ABSTRACT

Freud's earliest observation about psychic trauma, which remains the cornerstone of our understanding it, goes back to something he learned from Charcot (Freud, 1886), which he confirmed in his own work (1893a; Breuer and Freud, 1893–1895), namely, that some hysterical attacks are the aftereffects of unbearable experiences in the past. The nature of the traumatic situations the Freud postulated in 1893 was vague: "a single major fright (such as a railway accident, a fall, etc.) ... [as well as] other events which are equally well calculated in their nature to operate as traumas (e.g., fright, mortifications, disappointments)" (1893a, p. 152). While the question of sexual seduction provided a temporary distraction, in the renunciation of that theory Freud was able to focus on the fundamental area of psychoanalytic observations: psychic reality. The emphasis on the nature of the subjective experiences, as well as on its unconcscious aspects, directed the main interest to the "final common path" in the traumatic event—the emotion involved. And so, in the "Studies on Hysteria," Breuer and Freud (1893—1895) give us the following definition:

In traumatic neuroses the operative cause of illness is not the trifling psychical injury of the effect of fright—the psychical trauma.
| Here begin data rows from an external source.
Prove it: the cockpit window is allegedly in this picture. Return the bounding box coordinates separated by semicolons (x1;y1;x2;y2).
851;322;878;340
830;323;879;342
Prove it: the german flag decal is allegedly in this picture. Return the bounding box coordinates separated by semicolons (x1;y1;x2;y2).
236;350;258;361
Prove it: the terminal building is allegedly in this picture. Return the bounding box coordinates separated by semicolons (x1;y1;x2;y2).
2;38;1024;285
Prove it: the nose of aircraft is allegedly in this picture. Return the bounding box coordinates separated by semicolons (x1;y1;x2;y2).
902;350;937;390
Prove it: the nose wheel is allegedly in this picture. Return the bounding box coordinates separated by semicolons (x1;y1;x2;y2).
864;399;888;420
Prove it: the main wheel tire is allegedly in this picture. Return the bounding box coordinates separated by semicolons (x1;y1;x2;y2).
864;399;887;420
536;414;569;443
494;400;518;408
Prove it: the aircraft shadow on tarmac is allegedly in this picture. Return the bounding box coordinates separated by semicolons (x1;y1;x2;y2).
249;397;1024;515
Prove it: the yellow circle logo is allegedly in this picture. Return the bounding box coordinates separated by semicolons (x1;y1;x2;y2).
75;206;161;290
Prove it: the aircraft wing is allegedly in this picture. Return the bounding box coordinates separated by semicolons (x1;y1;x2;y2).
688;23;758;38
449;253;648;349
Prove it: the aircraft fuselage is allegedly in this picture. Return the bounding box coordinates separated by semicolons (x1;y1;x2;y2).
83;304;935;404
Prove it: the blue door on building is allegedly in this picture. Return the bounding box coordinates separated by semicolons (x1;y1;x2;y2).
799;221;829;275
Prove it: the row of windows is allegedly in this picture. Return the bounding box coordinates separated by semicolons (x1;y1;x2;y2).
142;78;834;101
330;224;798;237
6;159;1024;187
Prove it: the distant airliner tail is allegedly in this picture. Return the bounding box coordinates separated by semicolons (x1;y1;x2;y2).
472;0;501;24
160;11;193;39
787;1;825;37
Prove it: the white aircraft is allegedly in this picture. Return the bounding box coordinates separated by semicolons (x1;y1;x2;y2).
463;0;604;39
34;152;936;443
In an analogous manner, our investigations reveal, for many, if not most, hysterical symptoms, precipitating causes.... Any experience which calls up distressing affects—such as those of fright, anxiety, shame or physical pain—may operate as trauma of this kind [p. 5-6],

On the same page (6) the authors recount that "to [their] great surprise" the hysterical symptoms disappeared when the meanings were recovered from repression and brought into consciousness, but that "recollection without affect almost invariably produces no result." Here, then, is one paradigm of psychic trauma: A person is confronted with overwhelming affects; in other words, his affective responses produce an unbearable psychic state that threatens to disorganize, perhaps even destroy, all psychic functions. Strachey (1961) pointed out that "the notion of the ego being 'overwhelmed' ... occurs very early in Freud's writings. See, for instance, a mention of it in Part II of his first paper on 'The Neuro-Psychoses of Defence' [1894], But it plays a prominent part in his discussions of the mechanism of the neuroses in Draft K of January 1, 1896, in the Fliess correspondence" (p. 57). It should be noted, however, that Freud left open the question of what makes an affect unbearable or overwhelming. One's first impression of Freud's words is that any intensive and painful affect could be traumatic, but we know that usually this is not the case. This naivete contributes greatly to the confusion, which was multiplied as the concept of psychic trauma was expanded and built upon.